Too many of us, I suspect, tend to think that men and women who live cloistered lives are so otherworldly that they walk a few inches off the ground. This view of monastic life is also what makes it so attractive to a layperson worn out by the secular rat race. The monastery seems to offer a haven from everyday hassles, providing a tranquill setting that brings out the best in a person, allows him or her to touch base with what's really important, and get in touch with the inner self and with God.Bosh! This way of thinking of monastic life is too precious to be true, and one of the merits of Rougeau's wonderful *All We Know of Heaven* is to throw water on that sacred cow. His novel--really, a collection of short story-like vignettes that revolve around the monastic experiences of a young Trappist novice--shows that monks are just like the rest of us: overworked, underappreciated, itchy from sexual urges, idiosyncratic, lovable at times, irritating at others, and always deeply, deeply interesting. The vignettes and their assortment of delightfully oddball characters remind us that the human search for God is always located in a specific place and time and personality. Saints aren't etherial types who walk an inch off the ground. They're folks who, in spite of their oddities and flaws, embrace their hunger for God and remain loyal to it. In reading the stories of these monks, we read stories about ourselves.A very good book, reminiscent in places of Evelyn Waugh's tone and dry humor. It's not uncommon for monks to write books about the spiritual life, but it's rare for them to write novels. Remy Rougeau has broken that barrier in fine style here.

Masterful -- So very real

I am rarely brief in a review, but few words seem better in the case of Rougeau's first work. Anyone who spends enough time in a monastic setting realizes that life in a monastery is about as far from a mediaeval romance as one can get. Rougeau has done a splendid job in telling a down to earth, non-romantic, true-to-life story. Antoine's joys and sorrows are undoubtedly cast in the light of Rougeau's own monastic experience, giving this book both a raw and refined character; very believable. One feels almost like a member of St. Norbert's by the end of this novel.One to be read from cover to cover, slowly savoring each page, like a fine wine from a monastery cellar.

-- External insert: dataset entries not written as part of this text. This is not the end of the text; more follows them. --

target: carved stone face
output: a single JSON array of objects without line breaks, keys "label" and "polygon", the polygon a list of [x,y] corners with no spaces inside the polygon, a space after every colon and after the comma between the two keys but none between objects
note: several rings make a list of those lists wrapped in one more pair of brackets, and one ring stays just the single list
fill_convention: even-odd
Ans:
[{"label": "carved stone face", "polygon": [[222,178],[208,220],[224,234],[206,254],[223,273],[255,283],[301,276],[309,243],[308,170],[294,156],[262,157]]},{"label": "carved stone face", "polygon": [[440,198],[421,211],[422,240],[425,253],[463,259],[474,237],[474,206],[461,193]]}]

Excellent tale of monastic life

I discovered this book via an article written by Rémy Rougeau. Having always had an interest in monasticism I was intrigued by the idea. I immediately picked up a copy.The novel is almost an anthology centered on the life of a Cistercian, French Canadian monk. Starting with Paul Seneschal taking leave of his parents for monastic life, it follows him as he is initiated into the abbey and eventually becomes Brother Antoine. Each story is virtually independent, centering on certain events and their subsequent revelations.Paul's interacts with everyone from Buddhist monks to a Royal Canadian Mounted Police officer steadily lead him down the life-long path he has begun toward enlightenment. As he learns and grows the reader cannot help but follow.This is a wonderful book. Refreshing in a sea of contemporary literature in which simple elegance is a rarity, Rougeau's novel defines the phrase.